Anti-PD-1 immunotherapies have transformed cancer treatment, but the determinants of clinical response are largely unknown. We performed CODEX multiplexed tissue imaging and RNA sequencing on 70 tumor regions of advanced cutaneous T cell lymphoma (CTCL) from 14 patients enrolled in a clinical trial of pembrolizumab therapy. Clinical response was not associated with the frequency of tumor-infiltrating T cell subsets, but rather with striking differences in the spatial organization and functional immune state of the tumor microenvironment (TME). After treatment, pembrolizumab responders had a localized enrichment of tumor and CD4+ T cells, which coincided with immune activation and cytotoxic PD-1+ CD4+ T cells.
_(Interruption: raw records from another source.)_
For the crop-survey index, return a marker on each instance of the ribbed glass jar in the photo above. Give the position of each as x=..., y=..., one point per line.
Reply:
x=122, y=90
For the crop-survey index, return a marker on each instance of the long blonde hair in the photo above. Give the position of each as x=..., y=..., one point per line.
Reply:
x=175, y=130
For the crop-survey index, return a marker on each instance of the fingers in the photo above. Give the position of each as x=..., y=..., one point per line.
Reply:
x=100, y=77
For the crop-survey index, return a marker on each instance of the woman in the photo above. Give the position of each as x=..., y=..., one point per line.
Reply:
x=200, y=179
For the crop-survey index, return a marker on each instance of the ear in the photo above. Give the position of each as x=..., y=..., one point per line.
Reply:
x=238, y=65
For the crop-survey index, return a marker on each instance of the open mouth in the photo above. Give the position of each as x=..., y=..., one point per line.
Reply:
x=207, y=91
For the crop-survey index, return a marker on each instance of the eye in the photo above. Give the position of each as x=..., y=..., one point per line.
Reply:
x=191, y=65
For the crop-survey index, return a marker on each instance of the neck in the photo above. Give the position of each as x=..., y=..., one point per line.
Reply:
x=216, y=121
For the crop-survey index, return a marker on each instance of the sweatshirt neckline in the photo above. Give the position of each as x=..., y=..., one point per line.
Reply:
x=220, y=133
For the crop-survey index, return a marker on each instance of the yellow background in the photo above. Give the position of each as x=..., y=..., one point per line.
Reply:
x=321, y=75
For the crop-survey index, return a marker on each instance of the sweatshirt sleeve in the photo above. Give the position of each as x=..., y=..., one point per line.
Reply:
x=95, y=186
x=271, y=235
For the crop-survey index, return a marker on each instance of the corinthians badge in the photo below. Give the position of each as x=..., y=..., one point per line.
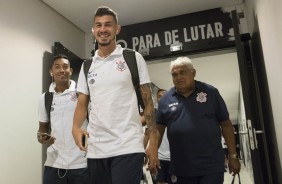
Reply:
x=201, y=97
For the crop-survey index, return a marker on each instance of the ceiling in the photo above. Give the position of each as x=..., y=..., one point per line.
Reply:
x=129, y=12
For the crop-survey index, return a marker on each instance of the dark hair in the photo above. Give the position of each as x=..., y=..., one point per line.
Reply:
x=161, y=90
x=59, y=56
x=104, y=10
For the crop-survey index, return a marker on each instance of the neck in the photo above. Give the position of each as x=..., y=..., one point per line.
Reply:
x=105, y=51
x=186, y=92
x=61, y=87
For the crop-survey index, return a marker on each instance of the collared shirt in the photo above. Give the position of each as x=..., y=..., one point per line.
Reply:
x=63, y=153
x=114, y=122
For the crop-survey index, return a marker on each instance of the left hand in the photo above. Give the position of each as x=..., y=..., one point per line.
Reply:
x=234, y=166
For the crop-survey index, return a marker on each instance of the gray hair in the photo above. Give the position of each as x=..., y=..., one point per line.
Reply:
x=180, y=61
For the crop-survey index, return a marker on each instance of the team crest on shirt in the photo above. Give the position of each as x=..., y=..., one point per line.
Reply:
x=73, y=96
x=173, y=106
x=202, y=97
x=121, y=66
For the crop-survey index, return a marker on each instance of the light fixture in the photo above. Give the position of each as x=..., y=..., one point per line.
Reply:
x=144, y=52
x=175, y=47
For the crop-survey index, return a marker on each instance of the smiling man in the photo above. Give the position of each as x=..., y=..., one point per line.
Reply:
x=196, y=116
x=115, y=145
x=65, y=163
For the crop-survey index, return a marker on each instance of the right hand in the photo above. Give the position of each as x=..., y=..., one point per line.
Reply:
x=45, y=139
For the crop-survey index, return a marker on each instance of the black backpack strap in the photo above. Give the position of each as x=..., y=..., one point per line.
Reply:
x=48, y=102
x=130, y=59
x=86, y=66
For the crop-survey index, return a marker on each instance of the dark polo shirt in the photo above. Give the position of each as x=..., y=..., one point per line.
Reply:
x=193, y=130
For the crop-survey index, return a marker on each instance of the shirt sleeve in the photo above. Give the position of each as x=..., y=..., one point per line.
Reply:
x=142, y=69
x=81, y=82
x=42, y=114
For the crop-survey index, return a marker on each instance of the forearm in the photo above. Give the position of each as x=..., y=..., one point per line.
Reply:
x=229, y=136
x=80, y=111
x=149, y=113
x=44, y=127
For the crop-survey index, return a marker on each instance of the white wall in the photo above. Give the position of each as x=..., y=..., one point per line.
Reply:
x=207, y=66
x=269, y=15
x=27, y=29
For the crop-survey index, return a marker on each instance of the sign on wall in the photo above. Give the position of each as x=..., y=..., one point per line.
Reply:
x=189, y=33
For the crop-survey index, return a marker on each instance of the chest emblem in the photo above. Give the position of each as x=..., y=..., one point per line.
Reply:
x=73, y=96
x=173, y=106
x=121, y=66
x=201, y=97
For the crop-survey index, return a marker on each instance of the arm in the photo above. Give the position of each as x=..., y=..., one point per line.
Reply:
x=161, y=129
x=78, y=119
x=44, y=128
x=228, y=134
x=149, y=114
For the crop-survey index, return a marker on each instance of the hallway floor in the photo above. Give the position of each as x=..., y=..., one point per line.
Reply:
x=244, y=176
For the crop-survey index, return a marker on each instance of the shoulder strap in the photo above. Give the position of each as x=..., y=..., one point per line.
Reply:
x=48, y=102
x=130, y=59
x=86, y=66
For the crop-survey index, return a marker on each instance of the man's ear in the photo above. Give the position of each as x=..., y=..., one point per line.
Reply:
x=118, y=29
x=194, y=72
x=51, y=73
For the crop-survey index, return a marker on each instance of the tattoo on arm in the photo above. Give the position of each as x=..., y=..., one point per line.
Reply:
x=149, y=111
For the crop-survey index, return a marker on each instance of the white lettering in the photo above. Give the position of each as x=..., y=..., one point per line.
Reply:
x=218, y=29
x=210, y=33
x=202, y=28
x=186, y=39
x=194, y=33
x=157, y=42
x=168, y=39
x=175, y=36
x=135, y=42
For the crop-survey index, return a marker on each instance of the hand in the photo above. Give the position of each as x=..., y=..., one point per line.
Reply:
x=77, y=135
x=234, y=166
x=45, y=139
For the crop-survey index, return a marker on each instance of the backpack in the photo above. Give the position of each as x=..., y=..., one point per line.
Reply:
x=48, y=97
x=48, y=102
x=130, y=59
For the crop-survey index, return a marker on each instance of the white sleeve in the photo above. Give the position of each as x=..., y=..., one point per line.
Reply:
x=81, y=82
x=42, y=114
x=142, y=69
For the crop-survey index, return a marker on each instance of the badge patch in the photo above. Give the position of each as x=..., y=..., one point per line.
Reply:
x=202, y=97
x=92, y=81
x=121, y=66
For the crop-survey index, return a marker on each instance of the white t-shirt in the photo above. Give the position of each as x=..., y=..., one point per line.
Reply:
x=64, y=153
x=114, y=121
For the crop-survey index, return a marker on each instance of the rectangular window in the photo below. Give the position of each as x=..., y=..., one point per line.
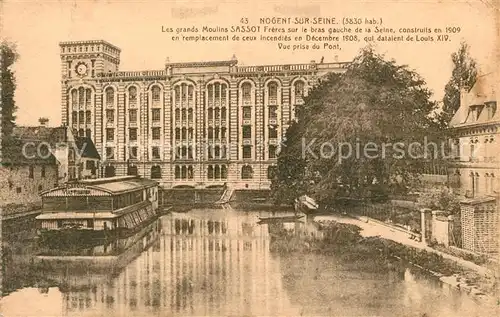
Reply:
x=110, y=115
x=133, y=153
x=273, y=114
x=273, y=133
x=110, y=134
x=132, y=115
x=156, y=114
x=247, y=132
x=272, y=151
x=156, y=133
x=155, y=151
x=89, y=165
x=247, y=151
x=247, y=112
x=110, y=153
x=132, y=134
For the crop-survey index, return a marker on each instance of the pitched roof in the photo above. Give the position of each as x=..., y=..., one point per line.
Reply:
x=472, y=103
x=86, y=145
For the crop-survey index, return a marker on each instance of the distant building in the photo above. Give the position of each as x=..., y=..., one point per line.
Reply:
x=475, y=171
x=196, y=124
x=40, y=158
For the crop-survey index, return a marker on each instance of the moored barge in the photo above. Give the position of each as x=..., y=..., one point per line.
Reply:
x=92, y=209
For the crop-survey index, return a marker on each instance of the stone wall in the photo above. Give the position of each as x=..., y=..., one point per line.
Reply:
x=16, y=186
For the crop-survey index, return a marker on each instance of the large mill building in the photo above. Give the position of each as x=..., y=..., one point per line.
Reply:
x=198, y=124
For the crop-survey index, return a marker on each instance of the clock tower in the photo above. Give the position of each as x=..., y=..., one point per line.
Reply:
x=82, y=65
x=86, y=59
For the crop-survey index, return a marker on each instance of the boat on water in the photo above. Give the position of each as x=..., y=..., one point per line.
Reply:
x=306, y=205
x=104, y=208
x=280, y=219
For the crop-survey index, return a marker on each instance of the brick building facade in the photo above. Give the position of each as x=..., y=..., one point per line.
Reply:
x=195, y=124
x=475, y=172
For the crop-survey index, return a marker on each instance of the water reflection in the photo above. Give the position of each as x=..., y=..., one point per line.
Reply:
x=216, y=262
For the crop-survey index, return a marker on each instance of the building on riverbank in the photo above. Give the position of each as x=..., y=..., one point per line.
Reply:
x=475, y=171
x=40, y=158
x=196, y=124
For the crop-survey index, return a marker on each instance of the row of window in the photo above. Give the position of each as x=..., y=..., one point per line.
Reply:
x=186, y=152
x=216, y=92
x=489, y=183
x=31, y=172
x=186, y=134
x=186, y=172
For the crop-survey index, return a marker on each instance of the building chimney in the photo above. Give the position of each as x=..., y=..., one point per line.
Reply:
x=43, y=121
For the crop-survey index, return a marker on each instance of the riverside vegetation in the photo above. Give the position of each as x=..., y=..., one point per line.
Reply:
x=345, y=242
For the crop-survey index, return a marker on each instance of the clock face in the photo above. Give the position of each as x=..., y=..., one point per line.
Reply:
x=81, y=69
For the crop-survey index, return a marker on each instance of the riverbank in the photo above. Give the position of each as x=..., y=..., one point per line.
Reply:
x=351, y=242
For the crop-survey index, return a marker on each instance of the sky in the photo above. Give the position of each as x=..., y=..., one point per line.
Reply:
x=135, y=26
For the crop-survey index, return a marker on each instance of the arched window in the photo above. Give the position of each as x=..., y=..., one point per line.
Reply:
x=223, y=171
x=271, y=171
x=155, y=172
x=273, y=91
x=74, y=98
x=246, y=89
x=132, y=170
x=110, y=96
x=190, y=172
x=88, y=97
x=246, y=172
x=177, y=94
x=81, y=96
x=190, y=92
x=217, y=172
x=132, y=95
x=156, y=93
x=210, y=172
x=109, y=171
x=299, y=88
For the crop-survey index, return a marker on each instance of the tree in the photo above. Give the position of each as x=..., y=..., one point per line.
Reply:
x=464, y=75
x=8, y=87
x=377, y=103
x=290, y=179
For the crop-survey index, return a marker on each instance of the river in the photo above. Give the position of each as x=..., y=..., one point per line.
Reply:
x=214, y=262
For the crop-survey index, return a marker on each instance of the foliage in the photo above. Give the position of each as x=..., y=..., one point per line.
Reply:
x=464, y=75
x=8, y=86
x=443, y=199
x=374, y=101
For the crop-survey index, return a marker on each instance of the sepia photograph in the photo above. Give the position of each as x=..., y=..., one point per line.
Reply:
x=249, y=158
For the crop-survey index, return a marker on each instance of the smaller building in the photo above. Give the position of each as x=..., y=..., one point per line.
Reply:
x=475, y=170
x=40, y=158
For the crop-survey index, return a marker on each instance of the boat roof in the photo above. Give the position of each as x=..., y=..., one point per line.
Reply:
x=76, y=215
x=101, y=187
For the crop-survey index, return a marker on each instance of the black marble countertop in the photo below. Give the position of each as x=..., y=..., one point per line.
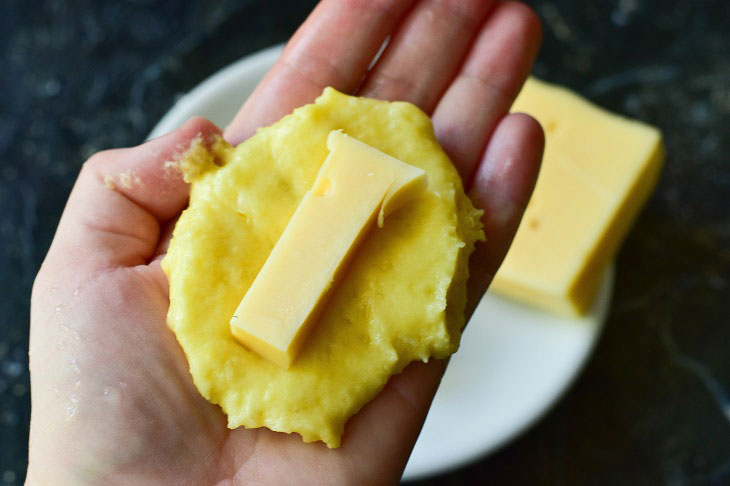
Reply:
x=653, y=404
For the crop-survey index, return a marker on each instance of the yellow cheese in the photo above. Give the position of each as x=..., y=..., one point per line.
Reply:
x=401, y=299
x=355, y=183
x=597, y=172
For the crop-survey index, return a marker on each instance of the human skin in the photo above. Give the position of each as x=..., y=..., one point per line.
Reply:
x=113, y=401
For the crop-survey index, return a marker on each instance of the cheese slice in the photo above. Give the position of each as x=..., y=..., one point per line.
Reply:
x=356, y=185
x=598, y=170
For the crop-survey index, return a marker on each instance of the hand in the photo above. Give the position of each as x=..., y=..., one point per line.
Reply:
x=113, y=401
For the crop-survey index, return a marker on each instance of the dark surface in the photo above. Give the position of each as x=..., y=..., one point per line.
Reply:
x=653, y=404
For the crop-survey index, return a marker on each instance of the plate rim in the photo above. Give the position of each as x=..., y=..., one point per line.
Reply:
x=263, y=59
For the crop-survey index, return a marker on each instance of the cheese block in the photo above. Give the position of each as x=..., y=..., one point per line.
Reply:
x=597, y=172
x=355, y=183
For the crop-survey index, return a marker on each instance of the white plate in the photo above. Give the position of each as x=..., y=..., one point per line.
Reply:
x=514, y=361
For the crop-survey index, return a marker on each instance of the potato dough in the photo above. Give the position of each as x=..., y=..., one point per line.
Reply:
x=401, y=300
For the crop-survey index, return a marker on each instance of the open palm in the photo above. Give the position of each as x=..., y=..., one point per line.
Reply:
x=113, y=401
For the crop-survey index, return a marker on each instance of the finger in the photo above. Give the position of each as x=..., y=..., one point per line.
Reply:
x=383, y=433
x=333, y=47
x=487, y=84
x=426, y=51
x=113, y=214
x=502, y=187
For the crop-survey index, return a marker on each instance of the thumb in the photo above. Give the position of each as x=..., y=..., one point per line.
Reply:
x=121, y=197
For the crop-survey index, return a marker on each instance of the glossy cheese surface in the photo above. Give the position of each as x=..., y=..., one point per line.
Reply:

In contrast, non-responders had a localized enrichment of Tregs pre- and post-treatment, consistent with a persistently immunosuppressed TME and exhausted PD-1+ CD4+ T cells. Integrating these findings by computing the physical distances between PD-1+ CD4+ T cells, tumor cells, and Tregs revealed a spatial biomarker predictive of pembrolizumab response. Finally, the chemokine CXCL13 was upregulated in tumor cells in responders post-treatment, suggesting that chemoattraction of PD-1+ CD4+ T cells towards tumor cells facilitates a positive outcome. Together, these data show that T cell topography reflects the balance of effector and suppressive activity within the TME and predicts clinical response to PD-1 blockade in CTCL. We Laser Capture Microdisected regions containing approximately 1000 cells from FFPE-tissue of CTCL lesions from responders and non responders before and after treatment with pembrolizumab.